Mitigation: the `/api/v2/` write endpoints validate against the active
`InteractionReportingContract` and `EnvelopeEmissionContract`. Writes that
fail validation return 422 with contract-referenced errors.
### 8.2 Marketplace Pattern Divergence
Risk: adopted widget patterns diverge from their source over time, breaking
the aggregate friction and outcome correlation.
Mitigation: `PatternAdoption` records the version pinned at adoption time.
Pattern authors can issue new versions; adopters choose whether to migrate.
Aggregate metrics are version-scoped.
### 8.3 AI Federation Complexity Outpacing Auditability
Risk: multi-agent delegation chains become too deep to audit meaningfully.
Mitigation: `AgentDelegation` has a max depth field enforced at creation time
(default: 2). Chains deeper than the hub's `AiGovernancePolicy.max_depth` are
rejected with an audit record of the refusal.
### 8.4 Learning Feedback Loops Reinforcing Bias
Risk: outcome correlation training on biased historical data produces
systematically wrong friction weight adjustments.
Mitigation: `AdaptiveThresholdConfig` records the data window and sample size
used for each calibration. Calibrations below a minimum sample threshold are
flagged as `low_confidence` and do not apply automatically.
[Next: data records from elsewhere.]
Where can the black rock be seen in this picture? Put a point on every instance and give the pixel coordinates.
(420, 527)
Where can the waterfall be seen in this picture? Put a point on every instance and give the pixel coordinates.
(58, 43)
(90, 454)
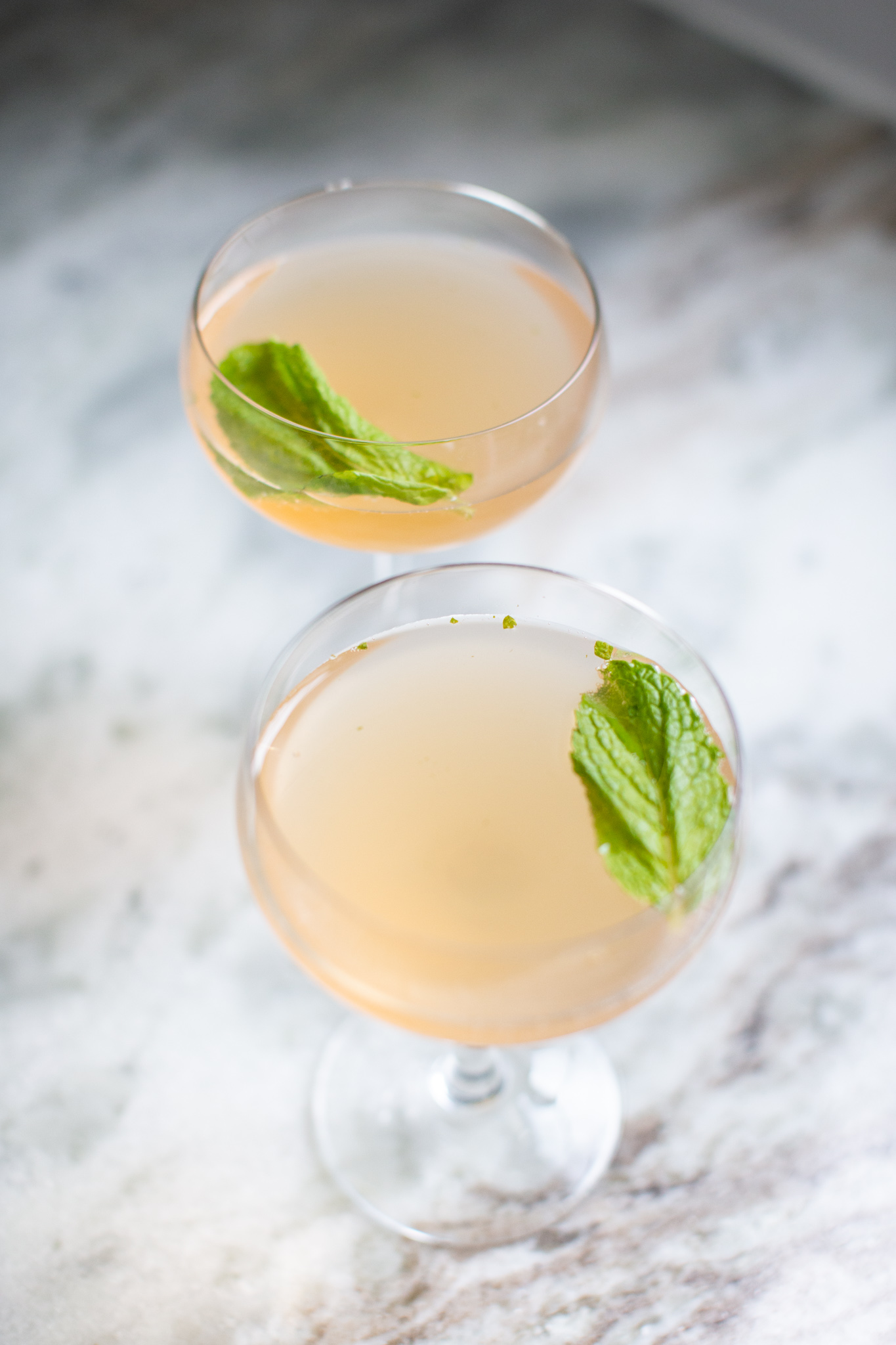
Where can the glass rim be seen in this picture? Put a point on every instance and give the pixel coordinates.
(730, 833)
(458, 188)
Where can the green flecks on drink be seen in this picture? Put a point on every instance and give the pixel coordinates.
(345, 454)
(651, 771)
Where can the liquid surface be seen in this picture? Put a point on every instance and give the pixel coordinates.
(427, 338)
(425, 848)
(427, 782)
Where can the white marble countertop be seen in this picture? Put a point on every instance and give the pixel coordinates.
(156, 1179)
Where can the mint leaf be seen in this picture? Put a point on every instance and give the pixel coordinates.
(651, 771)
(286, 381)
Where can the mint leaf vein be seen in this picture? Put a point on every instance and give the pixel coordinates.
(291, 458)
(651, 771)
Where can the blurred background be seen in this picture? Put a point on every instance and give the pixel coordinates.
(740, 223)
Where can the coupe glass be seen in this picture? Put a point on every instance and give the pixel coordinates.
(512, 464)
(495, 1138)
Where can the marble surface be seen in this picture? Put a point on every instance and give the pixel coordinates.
(156, 1178)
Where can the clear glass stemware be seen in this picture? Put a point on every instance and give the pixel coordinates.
(513, 463)
(503, 1133)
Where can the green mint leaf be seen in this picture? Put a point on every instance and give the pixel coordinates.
(651, 771)
(286, 381)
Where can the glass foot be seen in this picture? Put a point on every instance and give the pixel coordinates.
(463, 1145)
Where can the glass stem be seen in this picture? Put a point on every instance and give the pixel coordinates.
(468, 1076)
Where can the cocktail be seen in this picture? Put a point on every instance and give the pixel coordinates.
(394, 366)
(490, 806)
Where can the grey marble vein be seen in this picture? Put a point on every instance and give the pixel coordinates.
(156, 1176)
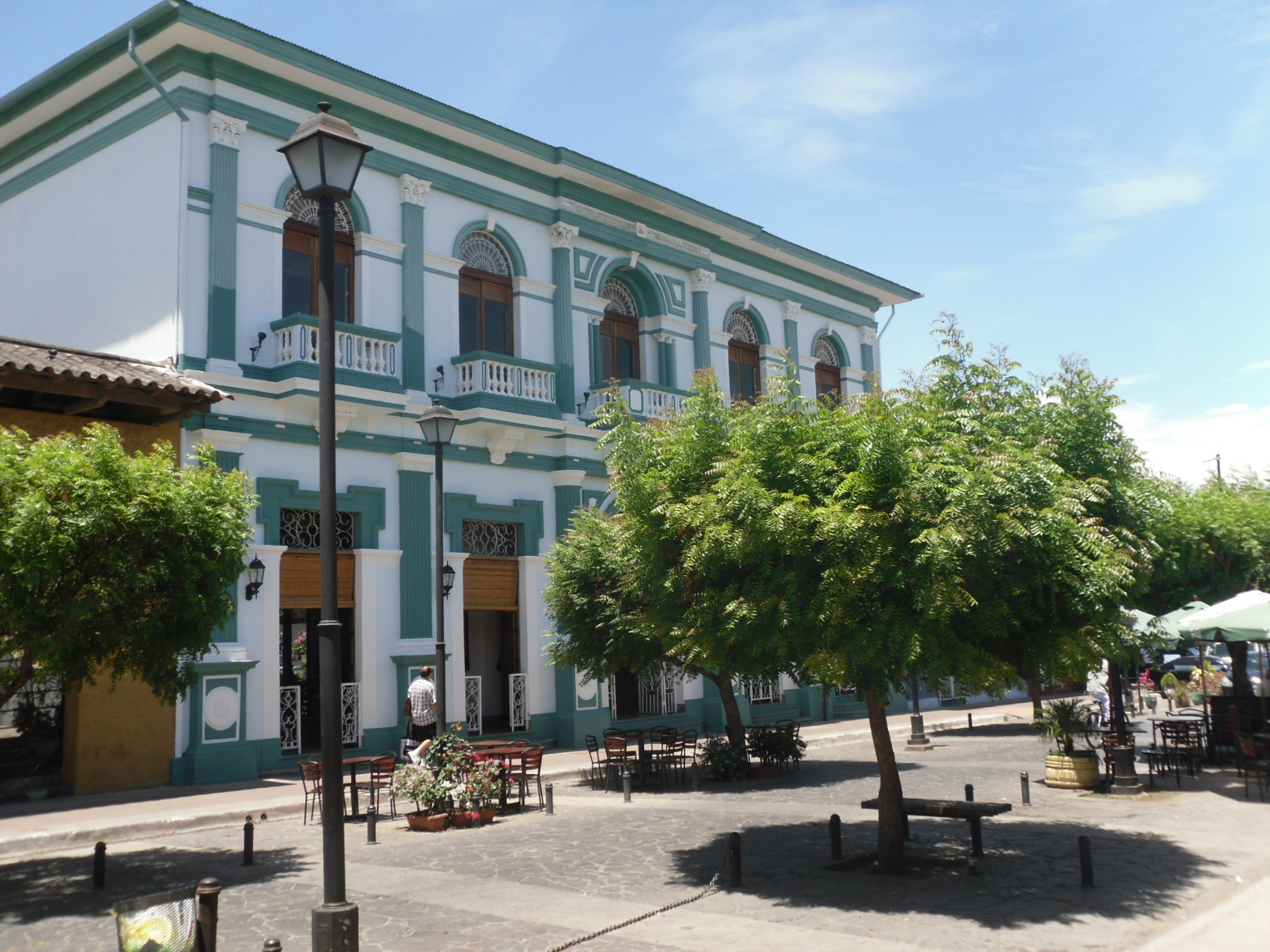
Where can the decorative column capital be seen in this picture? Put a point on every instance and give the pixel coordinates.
(562, 235)
(701, 280)
(224, 131)
(414, 191)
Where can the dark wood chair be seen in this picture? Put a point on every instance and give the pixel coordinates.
(379, 781)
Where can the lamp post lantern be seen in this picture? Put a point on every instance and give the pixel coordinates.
(326, 156)
(437, 423)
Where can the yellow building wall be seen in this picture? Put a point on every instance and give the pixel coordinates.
(117, 736)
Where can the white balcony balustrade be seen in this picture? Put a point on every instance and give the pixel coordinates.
(362, 350)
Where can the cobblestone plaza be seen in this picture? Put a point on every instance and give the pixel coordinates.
(536, 881)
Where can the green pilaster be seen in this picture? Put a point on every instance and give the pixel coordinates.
(562, 310)
(414, 367)
(568, 499)
(791, 346)
(223, 254)
(414, 500)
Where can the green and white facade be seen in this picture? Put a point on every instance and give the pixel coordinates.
(144, 211)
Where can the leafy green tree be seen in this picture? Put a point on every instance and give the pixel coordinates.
(686, 574)
(1214, 545)
(112, 563)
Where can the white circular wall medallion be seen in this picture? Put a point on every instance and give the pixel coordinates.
(220, 708)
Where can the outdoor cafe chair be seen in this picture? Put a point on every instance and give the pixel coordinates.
(310, 780)
(616, 757)
(379, 781)
(526, 772)
(597, 760)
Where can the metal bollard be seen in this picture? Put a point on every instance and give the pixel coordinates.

### 8.5 Knowledge Base Becoming Stale
Risk: `InstitutionalKnowledgeEntry` records reflect decisions that were later
superseded, misleading agents and operators.
Mitigation: entries link to their source `DecisionRecord`. When a decision is
superseded (a new decision is linked to the same requirement), the knowledge
entry is flagged `superseded` and a new entry is created for the successor.
---
## 9. Success Criteria (v0.2 additions)
The Interaction Hub Framework at v0.2 maturity is successful when:
* external systems can read and write IHF state via stable, versioned contracts
* widget and governance patterns are reusable without copy-paste
* multiple AI agents collaborate on proposals without reducing accountability
* the platform visibly learns from its own outcome history
* hub leaders can make evidence-based decisions about pattern adoption and
agent configuration without reading source code
* the IHF can be deployed across an organisation with clear ownership,
policies, and audit trails at every layer
---
## 10. Short Strategic Summary
The Interaction Hub Framework v0.2 extends the governed interaction substrate
into a **composable, federated, learning platform**.
Where v0.1 asked: *can we make interaction observable and governance auditable?*
v0.2 asks: *can the platform teach itself, share what it knows, and remain
accountable while doing so?*
The answer depends on making every new capability — API surface, marketplace
patterns, AI federation, outcome correlation — subject to the same contract
discipline and human oversight that governs the core.
That continuity of principle is what makes the framework trustworthy at scale.